24. Evin Kalbim

178 26 0
                                    


Uyandığımda Lucifer beni izliyordu. Gülümsediğimde dudağının sol kıvrımı kalktı. Gamzesi belirginleşince orayı okşadım.

- Günaydın melodim.

- Günaydın Lucifer.

- Kendini nasıl hissediyorsun?

- Bilmem, ama uyumak iyi geldi.

- Sevindim.

Gözlerinde derin bir tutku gizliydi. Dudaklarımı okşarken alt dudağını ısırdı.

- Uyurken seni izlemeye bayılıyorum.

Utanmıştım. Chris dışında beni seven tek kişi Lucifer'dı. Yalnız daha önce hiç bu duyguyu tatmamıştım. Yasak olan bir duyguyu yaşayacağımı ise hiç düşünmemiştim. Ve şu an Lucifer tarafından beğenilmek, böyle bir aşkla sevilmek ve arzulanmak gururumu okşuyordu. Ona aşıktım, tüm benliğimdi. Hatta benliğime, kalbime ve mantığıma hükmedebilen tek kişiydi. O da beni aynı şekilde seviyordu. Her şeyin karşılıklı olması olağanüstüydü. Onda kaybolmak zorunluluk değildi, bunu yapmaya zaten gönüllüydüm. Yüzümü okşadı ve alnımdan öptü. Zoraki bir şekilde kendini geri çekti.

- Kahvaltı ettikten sonra kütüphaneye gidelim.
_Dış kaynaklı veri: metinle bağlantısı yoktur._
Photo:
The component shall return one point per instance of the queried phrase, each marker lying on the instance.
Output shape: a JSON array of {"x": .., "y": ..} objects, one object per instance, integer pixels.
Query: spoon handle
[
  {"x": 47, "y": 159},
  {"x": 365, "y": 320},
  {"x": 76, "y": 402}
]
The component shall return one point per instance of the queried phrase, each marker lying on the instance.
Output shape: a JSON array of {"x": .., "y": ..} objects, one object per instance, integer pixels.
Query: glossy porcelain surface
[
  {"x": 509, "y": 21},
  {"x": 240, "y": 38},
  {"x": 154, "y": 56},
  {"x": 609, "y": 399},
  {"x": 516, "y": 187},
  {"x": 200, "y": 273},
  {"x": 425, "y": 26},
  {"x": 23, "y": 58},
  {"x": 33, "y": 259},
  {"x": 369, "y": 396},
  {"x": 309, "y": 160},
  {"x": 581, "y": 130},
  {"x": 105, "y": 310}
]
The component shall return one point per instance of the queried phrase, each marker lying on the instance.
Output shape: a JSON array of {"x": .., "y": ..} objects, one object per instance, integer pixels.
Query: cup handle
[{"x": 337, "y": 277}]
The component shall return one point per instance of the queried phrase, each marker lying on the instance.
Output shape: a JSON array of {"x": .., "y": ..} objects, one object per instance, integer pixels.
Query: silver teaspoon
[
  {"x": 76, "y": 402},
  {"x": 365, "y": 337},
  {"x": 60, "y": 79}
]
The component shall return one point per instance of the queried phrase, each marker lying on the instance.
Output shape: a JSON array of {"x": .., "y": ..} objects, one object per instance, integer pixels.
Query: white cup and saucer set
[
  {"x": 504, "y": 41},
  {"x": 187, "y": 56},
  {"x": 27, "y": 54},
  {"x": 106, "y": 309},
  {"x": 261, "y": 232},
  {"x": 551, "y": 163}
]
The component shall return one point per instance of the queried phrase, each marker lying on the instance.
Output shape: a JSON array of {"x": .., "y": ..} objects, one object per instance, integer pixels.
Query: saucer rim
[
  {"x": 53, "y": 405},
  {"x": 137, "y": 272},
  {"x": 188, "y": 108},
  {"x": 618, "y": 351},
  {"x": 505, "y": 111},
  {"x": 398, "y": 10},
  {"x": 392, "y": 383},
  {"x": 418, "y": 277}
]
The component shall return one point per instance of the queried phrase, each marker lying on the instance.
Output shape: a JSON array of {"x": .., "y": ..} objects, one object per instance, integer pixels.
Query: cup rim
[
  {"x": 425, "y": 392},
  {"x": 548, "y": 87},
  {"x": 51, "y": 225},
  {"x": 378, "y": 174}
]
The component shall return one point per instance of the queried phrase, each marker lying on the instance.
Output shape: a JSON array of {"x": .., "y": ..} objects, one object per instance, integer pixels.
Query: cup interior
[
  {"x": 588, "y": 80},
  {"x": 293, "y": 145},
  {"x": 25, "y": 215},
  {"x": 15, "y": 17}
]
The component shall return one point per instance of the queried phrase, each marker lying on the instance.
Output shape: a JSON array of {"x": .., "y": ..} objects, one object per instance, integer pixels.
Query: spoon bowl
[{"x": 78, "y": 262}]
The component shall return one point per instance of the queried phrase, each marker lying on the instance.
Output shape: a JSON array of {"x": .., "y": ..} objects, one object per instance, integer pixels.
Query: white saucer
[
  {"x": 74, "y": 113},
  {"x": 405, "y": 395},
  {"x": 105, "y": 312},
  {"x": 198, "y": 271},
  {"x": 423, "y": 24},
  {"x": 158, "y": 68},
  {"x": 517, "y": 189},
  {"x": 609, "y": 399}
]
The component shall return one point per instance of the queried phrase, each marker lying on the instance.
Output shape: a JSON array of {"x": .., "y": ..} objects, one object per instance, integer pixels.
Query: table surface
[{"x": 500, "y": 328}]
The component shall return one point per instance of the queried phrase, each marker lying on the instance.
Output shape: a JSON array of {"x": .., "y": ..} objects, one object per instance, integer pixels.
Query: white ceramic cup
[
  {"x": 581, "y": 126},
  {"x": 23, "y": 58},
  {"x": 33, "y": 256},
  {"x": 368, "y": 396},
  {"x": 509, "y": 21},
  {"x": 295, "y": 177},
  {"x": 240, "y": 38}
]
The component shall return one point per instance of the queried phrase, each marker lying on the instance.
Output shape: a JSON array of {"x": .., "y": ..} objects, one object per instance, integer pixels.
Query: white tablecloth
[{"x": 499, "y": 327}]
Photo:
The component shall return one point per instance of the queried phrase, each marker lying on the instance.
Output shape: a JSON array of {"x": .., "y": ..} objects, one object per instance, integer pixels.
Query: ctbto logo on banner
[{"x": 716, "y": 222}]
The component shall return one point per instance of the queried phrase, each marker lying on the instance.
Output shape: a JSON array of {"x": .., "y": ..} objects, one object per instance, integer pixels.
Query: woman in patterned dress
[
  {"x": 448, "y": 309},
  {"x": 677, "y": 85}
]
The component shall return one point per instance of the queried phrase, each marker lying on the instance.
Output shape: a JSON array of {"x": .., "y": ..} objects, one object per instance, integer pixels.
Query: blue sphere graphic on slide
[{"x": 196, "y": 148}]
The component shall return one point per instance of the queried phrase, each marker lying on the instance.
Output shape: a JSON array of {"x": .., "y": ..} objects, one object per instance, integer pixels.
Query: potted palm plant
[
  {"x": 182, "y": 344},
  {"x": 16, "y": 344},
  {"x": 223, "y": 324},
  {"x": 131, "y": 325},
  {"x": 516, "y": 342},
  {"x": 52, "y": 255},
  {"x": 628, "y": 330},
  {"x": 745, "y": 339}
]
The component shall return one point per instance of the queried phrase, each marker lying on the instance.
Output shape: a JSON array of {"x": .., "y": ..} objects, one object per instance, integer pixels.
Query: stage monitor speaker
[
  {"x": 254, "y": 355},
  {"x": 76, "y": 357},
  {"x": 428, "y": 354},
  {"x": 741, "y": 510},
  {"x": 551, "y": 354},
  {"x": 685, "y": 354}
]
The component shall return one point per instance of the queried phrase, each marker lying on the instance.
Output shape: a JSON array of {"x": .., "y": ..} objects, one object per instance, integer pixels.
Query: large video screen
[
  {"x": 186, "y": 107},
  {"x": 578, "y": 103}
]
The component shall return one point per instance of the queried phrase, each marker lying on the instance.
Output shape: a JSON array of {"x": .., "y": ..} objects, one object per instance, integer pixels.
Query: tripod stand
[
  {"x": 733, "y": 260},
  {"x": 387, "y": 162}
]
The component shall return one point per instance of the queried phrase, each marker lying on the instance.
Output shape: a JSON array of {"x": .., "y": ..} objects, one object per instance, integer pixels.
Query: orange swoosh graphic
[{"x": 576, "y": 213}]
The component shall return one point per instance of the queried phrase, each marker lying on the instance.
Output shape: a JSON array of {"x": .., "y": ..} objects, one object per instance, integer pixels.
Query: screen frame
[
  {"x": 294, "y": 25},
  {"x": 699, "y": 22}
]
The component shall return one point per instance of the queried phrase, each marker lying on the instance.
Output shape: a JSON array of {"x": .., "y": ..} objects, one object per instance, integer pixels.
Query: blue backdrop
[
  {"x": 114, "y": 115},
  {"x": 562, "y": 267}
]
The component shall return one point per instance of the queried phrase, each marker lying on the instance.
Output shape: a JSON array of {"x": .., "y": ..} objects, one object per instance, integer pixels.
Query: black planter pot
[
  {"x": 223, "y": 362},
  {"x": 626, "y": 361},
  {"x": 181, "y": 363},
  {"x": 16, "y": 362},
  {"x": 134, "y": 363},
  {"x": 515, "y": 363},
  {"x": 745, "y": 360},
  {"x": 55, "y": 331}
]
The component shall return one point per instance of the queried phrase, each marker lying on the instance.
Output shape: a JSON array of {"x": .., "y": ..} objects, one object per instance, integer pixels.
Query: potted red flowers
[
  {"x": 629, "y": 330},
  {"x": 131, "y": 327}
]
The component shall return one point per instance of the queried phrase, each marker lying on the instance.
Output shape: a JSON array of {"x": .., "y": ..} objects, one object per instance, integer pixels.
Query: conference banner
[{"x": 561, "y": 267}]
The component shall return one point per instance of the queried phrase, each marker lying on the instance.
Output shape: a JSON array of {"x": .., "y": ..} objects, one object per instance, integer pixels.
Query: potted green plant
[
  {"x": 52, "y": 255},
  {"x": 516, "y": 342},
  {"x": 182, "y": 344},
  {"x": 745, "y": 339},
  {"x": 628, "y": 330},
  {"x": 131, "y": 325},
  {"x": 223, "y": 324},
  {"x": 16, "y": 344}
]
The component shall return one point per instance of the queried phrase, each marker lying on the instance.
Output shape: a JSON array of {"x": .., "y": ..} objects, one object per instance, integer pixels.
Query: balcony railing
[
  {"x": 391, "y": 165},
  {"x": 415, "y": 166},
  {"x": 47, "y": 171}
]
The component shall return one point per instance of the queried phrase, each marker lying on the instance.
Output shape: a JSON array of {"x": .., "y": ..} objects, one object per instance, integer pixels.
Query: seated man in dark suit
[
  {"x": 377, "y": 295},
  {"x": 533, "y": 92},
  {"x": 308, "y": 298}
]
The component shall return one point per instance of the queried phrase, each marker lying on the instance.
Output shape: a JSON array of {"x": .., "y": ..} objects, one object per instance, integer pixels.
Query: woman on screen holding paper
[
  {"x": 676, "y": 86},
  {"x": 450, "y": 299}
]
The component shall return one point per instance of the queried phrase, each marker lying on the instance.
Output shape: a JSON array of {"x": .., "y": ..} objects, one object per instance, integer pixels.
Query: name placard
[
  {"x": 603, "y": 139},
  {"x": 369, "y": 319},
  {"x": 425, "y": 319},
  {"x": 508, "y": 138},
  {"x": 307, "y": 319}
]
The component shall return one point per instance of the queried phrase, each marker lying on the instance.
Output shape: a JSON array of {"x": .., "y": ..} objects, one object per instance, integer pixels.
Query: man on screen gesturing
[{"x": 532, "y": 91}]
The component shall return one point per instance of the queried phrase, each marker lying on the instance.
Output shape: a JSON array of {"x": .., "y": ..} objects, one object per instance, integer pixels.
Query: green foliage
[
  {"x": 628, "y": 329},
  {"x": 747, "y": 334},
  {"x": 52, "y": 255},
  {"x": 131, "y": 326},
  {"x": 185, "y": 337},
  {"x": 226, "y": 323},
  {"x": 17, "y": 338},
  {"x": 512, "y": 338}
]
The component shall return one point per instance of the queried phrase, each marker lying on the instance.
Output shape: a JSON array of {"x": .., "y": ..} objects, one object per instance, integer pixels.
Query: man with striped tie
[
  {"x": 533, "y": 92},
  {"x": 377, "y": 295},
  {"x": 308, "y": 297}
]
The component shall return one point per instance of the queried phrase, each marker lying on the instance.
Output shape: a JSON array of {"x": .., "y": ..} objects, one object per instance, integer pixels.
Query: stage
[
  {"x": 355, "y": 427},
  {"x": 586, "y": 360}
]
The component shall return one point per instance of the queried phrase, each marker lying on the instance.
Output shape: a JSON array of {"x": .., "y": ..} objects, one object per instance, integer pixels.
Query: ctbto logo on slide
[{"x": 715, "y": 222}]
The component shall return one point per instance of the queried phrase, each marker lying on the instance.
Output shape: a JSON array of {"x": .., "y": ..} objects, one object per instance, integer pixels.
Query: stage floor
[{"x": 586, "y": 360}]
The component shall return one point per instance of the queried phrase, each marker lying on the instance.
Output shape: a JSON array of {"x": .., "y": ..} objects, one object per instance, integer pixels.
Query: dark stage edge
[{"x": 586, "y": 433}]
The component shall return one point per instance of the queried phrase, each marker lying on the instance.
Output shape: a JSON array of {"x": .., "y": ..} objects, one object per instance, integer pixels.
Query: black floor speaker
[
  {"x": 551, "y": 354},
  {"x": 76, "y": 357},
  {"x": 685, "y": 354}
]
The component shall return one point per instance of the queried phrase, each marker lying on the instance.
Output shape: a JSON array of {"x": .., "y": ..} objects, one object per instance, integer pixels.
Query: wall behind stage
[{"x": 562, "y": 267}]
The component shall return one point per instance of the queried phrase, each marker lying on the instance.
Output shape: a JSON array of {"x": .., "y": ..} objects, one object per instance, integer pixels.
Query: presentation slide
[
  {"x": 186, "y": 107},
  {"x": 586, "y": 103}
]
Tüm günümü senin için ayırdım.

- Teşekkür ederim Lucifer.

Bu sefer dayanamayıp eğildi ve dudağımın sol kenarına bir öpücük kondurdu. Beklediğim öpücük bu değildi, yüzümden geçen hayal kırıklığını gördü ve sol dudağının kenarı yine kıvrıldı. Oynamayı seviyordu. Yataktan kalktığında üzerinde sadece iç çamaşırı vardı. Vücudu o kadar güzeldi ki. Üçgen bir vücut ve kaslar... Ne yaptığının gayet farkında olan o rahat ve umursamaz tavırları ise... Yakıcıydı. Üzerimdeki etkisinden tamamen emindi, bunu benim için yapıyordu. Kaslarını gererken kafasını yavaşça çevirdi ve bana baktı. Onu incelediğimi görünce gerçekten gülümsedi.

Başımı döndürüyordu, bir an nefes alamadım. Beklediği tepkiden fazlasını ona sunmuştum. Alt dudağımı ısırdım ve onu baştan ayağa tekrar inceledim. Soluksuz kalmıştım.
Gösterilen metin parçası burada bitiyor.